Le Chevalier de Fréminville a décrit le site au début du XIXe siècle, et le menhir a été classé monument historique le 25 septembre 1883. Une légende locale raconte qu’une sorcière, furieuse après le vol du menhir par une dame des îles Britanniques, aurait lancé un bloc de pierre pour le détruire, formant ainsi le menhir couché. Ce site illustre l’importance des mégalithes dans le paysage breton, liés à des pratiques funéraires, rituelles ou symboliques durant le Néolithique.

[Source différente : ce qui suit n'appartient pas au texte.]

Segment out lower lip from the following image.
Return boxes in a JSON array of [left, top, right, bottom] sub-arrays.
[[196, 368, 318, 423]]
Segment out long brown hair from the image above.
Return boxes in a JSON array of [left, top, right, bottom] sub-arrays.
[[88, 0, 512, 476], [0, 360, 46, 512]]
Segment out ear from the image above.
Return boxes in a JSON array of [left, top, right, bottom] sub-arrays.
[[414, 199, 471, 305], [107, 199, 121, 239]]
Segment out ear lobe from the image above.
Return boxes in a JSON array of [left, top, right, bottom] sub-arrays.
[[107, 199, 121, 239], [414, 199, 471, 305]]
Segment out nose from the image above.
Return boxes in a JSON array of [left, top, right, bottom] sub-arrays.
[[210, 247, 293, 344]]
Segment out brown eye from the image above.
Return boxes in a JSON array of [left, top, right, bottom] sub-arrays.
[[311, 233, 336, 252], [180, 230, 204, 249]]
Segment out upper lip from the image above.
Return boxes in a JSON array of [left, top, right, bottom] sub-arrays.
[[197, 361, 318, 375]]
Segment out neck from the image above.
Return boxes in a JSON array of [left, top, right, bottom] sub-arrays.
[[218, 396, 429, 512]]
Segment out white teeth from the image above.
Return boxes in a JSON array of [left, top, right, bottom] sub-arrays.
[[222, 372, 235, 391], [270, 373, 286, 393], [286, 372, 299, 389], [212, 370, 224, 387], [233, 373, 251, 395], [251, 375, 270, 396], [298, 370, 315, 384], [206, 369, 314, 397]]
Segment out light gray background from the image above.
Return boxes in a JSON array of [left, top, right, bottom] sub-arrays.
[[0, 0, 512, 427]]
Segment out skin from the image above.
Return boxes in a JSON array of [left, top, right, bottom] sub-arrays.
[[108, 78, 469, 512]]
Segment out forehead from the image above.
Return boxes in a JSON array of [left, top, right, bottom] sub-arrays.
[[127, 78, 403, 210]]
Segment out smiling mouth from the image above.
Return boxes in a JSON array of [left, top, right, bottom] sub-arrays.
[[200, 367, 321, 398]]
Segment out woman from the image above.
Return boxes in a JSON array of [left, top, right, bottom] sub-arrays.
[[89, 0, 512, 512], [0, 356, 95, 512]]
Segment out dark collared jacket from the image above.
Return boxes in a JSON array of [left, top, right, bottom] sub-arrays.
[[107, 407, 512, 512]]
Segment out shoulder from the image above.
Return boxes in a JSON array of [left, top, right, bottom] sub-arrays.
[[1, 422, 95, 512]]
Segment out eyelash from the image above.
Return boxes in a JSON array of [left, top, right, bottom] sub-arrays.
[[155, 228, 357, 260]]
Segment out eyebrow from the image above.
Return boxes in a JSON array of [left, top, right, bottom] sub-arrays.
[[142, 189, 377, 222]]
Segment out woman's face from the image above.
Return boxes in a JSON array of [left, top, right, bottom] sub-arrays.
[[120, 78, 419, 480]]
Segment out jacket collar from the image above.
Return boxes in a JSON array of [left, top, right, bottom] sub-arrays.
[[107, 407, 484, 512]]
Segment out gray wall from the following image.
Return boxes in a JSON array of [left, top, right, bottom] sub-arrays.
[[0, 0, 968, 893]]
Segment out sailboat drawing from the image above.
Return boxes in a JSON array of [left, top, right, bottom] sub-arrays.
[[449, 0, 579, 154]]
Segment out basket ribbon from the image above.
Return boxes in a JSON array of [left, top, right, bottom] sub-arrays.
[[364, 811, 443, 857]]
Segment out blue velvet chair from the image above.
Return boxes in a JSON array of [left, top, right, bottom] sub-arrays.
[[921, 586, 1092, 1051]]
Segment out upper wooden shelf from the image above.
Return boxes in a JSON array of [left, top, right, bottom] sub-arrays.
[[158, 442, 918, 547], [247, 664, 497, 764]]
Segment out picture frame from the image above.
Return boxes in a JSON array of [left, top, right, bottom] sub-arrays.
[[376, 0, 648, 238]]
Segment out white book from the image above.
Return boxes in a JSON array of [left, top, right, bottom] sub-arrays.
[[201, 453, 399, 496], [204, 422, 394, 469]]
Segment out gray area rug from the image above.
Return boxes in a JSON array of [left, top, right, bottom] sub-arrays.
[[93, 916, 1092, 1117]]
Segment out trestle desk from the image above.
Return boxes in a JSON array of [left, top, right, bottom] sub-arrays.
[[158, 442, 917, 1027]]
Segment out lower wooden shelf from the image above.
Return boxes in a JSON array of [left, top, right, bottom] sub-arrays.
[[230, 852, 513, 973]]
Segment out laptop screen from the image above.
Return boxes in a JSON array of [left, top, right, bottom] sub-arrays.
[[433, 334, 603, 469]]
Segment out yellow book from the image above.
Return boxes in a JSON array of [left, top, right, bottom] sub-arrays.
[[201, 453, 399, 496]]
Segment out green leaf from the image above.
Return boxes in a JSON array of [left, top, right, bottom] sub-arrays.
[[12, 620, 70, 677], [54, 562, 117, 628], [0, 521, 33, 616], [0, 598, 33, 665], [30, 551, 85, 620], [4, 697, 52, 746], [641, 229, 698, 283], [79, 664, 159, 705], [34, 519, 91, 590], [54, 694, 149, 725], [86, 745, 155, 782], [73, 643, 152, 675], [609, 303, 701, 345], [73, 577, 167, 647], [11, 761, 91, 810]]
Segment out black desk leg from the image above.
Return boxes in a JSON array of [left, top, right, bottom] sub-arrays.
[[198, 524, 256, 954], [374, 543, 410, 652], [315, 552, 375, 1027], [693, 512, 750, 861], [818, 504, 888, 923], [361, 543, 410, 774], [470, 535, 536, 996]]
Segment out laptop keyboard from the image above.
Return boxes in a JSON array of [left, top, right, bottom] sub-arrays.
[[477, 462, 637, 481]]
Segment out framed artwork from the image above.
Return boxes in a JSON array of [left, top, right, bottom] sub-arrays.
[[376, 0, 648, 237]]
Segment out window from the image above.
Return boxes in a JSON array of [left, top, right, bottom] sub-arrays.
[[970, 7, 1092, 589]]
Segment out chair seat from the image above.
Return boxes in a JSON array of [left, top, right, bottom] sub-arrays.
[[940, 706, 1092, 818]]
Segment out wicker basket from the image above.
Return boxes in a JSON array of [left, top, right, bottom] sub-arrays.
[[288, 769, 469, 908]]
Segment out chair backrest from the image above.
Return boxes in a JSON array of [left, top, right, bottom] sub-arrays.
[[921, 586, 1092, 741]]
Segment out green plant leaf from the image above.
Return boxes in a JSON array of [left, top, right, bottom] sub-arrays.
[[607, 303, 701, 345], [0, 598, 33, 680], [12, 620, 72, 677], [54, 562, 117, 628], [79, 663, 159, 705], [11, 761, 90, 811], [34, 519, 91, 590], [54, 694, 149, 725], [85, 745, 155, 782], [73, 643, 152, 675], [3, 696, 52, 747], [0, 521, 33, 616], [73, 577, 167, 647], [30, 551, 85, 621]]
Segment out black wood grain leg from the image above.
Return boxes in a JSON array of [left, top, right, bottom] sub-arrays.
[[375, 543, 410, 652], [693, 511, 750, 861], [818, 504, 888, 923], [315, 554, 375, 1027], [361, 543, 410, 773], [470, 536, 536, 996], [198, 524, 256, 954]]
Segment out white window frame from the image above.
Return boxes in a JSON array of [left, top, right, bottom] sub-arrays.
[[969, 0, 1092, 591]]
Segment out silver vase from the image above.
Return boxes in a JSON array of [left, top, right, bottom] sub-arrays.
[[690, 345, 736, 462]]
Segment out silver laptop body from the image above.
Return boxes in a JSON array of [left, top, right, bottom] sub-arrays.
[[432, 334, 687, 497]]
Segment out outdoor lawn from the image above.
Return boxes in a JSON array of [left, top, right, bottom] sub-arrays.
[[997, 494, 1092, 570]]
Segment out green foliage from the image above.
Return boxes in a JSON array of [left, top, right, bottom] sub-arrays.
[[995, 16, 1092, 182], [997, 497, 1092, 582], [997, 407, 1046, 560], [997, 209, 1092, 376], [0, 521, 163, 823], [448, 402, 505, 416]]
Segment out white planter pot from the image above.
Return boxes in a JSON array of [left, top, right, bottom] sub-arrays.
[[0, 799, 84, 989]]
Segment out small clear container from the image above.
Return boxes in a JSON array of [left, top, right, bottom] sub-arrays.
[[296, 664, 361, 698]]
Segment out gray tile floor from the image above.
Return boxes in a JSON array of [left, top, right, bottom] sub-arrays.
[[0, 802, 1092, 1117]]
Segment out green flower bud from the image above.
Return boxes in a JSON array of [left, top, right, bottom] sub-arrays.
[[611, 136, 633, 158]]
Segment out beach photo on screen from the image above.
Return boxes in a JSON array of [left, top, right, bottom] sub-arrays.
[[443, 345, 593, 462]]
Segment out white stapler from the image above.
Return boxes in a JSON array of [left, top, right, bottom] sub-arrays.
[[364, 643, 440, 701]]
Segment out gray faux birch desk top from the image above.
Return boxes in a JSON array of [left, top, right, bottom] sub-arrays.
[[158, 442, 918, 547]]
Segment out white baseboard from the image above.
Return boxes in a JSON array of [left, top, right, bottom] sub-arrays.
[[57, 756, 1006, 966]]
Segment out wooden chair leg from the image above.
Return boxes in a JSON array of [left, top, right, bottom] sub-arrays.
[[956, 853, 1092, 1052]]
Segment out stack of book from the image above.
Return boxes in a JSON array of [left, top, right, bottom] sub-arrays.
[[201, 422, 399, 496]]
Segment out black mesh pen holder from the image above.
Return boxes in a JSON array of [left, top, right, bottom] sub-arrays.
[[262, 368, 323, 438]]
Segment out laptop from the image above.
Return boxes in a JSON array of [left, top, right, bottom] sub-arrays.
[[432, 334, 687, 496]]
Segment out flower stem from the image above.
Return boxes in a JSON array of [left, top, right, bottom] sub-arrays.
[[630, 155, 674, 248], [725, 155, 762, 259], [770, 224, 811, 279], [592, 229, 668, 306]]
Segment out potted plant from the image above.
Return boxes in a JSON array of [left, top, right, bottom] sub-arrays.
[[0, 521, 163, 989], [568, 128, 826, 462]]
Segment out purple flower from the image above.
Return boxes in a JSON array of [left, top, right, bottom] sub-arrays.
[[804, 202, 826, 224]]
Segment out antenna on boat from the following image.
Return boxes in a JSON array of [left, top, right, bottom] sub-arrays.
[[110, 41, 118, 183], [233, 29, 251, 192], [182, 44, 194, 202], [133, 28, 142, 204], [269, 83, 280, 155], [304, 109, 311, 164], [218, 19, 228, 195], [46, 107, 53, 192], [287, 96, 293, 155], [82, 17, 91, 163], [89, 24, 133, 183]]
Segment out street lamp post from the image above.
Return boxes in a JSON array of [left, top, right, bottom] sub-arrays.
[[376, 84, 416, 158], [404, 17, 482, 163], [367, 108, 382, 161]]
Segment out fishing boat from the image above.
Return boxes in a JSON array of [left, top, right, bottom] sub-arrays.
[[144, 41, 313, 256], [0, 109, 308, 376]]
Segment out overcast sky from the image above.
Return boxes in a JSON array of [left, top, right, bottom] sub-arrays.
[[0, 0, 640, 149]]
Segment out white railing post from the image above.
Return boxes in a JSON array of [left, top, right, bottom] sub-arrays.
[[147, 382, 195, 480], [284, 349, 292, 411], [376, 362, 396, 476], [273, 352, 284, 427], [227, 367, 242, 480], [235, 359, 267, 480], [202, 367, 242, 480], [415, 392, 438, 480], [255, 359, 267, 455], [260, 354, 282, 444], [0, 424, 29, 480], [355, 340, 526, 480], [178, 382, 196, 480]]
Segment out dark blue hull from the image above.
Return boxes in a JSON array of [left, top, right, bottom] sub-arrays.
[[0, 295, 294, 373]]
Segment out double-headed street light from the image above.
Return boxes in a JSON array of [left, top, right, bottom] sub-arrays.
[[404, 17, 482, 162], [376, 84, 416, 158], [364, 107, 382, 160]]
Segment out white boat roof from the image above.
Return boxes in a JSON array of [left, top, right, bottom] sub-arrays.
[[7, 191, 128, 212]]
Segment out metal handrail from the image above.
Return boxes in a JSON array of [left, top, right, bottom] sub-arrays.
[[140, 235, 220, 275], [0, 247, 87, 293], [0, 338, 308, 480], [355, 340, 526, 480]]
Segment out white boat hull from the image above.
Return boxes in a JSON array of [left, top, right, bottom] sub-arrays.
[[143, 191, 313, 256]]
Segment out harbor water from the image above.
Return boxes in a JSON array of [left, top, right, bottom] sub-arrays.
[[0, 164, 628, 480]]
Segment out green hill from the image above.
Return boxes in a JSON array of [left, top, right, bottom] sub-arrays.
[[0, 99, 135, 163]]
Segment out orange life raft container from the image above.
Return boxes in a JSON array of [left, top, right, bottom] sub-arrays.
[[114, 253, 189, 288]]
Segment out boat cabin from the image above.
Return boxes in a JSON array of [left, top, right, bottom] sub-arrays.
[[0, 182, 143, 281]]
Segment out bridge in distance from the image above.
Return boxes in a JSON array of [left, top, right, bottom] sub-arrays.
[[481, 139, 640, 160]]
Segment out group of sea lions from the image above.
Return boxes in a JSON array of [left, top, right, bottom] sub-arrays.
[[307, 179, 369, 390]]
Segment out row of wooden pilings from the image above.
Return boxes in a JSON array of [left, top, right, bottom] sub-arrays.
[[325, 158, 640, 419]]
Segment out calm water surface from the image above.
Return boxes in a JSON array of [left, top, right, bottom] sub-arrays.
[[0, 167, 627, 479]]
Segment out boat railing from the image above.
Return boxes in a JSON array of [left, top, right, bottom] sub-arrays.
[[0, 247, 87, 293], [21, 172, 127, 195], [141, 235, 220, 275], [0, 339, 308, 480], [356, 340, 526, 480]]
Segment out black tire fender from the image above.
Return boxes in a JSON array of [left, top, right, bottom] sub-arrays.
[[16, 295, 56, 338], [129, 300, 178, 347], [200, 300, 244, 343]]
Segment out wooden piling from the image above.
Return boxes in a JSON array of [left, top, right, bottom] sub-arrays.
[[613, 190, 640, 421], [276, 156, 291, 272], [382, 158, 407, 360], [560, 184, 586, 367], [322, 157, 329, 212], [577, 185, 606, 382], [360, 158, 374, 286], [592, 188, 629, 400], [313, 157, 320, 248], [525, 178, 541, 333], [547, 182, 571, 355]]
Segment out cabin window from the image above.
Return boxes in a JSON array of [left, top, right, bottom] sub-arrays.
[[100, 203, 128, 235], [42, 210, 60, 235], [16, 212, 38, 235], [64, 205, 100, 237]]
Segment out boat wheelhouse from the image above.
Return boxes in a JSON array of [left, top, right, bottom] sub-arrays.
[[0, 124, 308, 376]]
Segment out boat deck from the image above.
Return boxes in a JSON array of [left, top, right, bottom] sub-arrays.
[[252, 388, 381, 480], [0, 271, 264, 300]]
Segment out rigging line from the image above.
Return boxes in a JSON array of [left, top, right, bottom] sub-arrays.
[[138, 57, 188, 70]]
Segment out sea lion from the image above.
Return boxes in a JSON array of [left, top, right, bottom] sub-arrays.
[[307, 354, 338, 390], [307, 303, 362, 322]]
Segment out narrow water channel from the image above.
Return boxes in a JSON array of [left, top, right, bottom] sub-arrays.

Le menhir de Kergadiou est représentatif des constructions mégalithiques de la région, souvent associées à des alignements ou des ensembles funéraires. Sa taille exceptionnelle et son état de conservation en font un témoignage majeur de l’architecture préhistorique. Les deux menhirs, debout et couché, offrent un aperçu des techniques de taille et de transport des blocs de granite, ainsi que des croyances et légendes qui leur sont attachées depuis des siècles.
Les fouilles réalisées au XIXe siècle n’ont pas révélé d’objets ou de structures associées, laissant planer des mystères sur la fonction exacte du site. La régularisation par bouchardage des faces visibles des menhirs suggère un souci esthétique ou symbolique, tandis que leur implantation sur une colline peu marquée pourrait indiquer un choix délibéré pour une visibilité à distance. Ces éléments renforcent l’hypothèse d’un lieu marqué, peut-être lié à des rituels ou à la délimitation territoriale.
La protection du menhir en 1883 souligne son importance patrimoniale précoce, dans un contexte où les monuments mégalithiques étaient souvent négligés ou détruits. Aujourd’hui, le site reste un point d’intérêt pour les archéologues et les visiteurs, attirés par son histoire, sa légende et son intégration dans le paysage breton. Les études récentes, comme celles menées par Yohann Sparfel et Yvan Pailler, continuent d’enrichir les connaissances sur ce monument emblématique.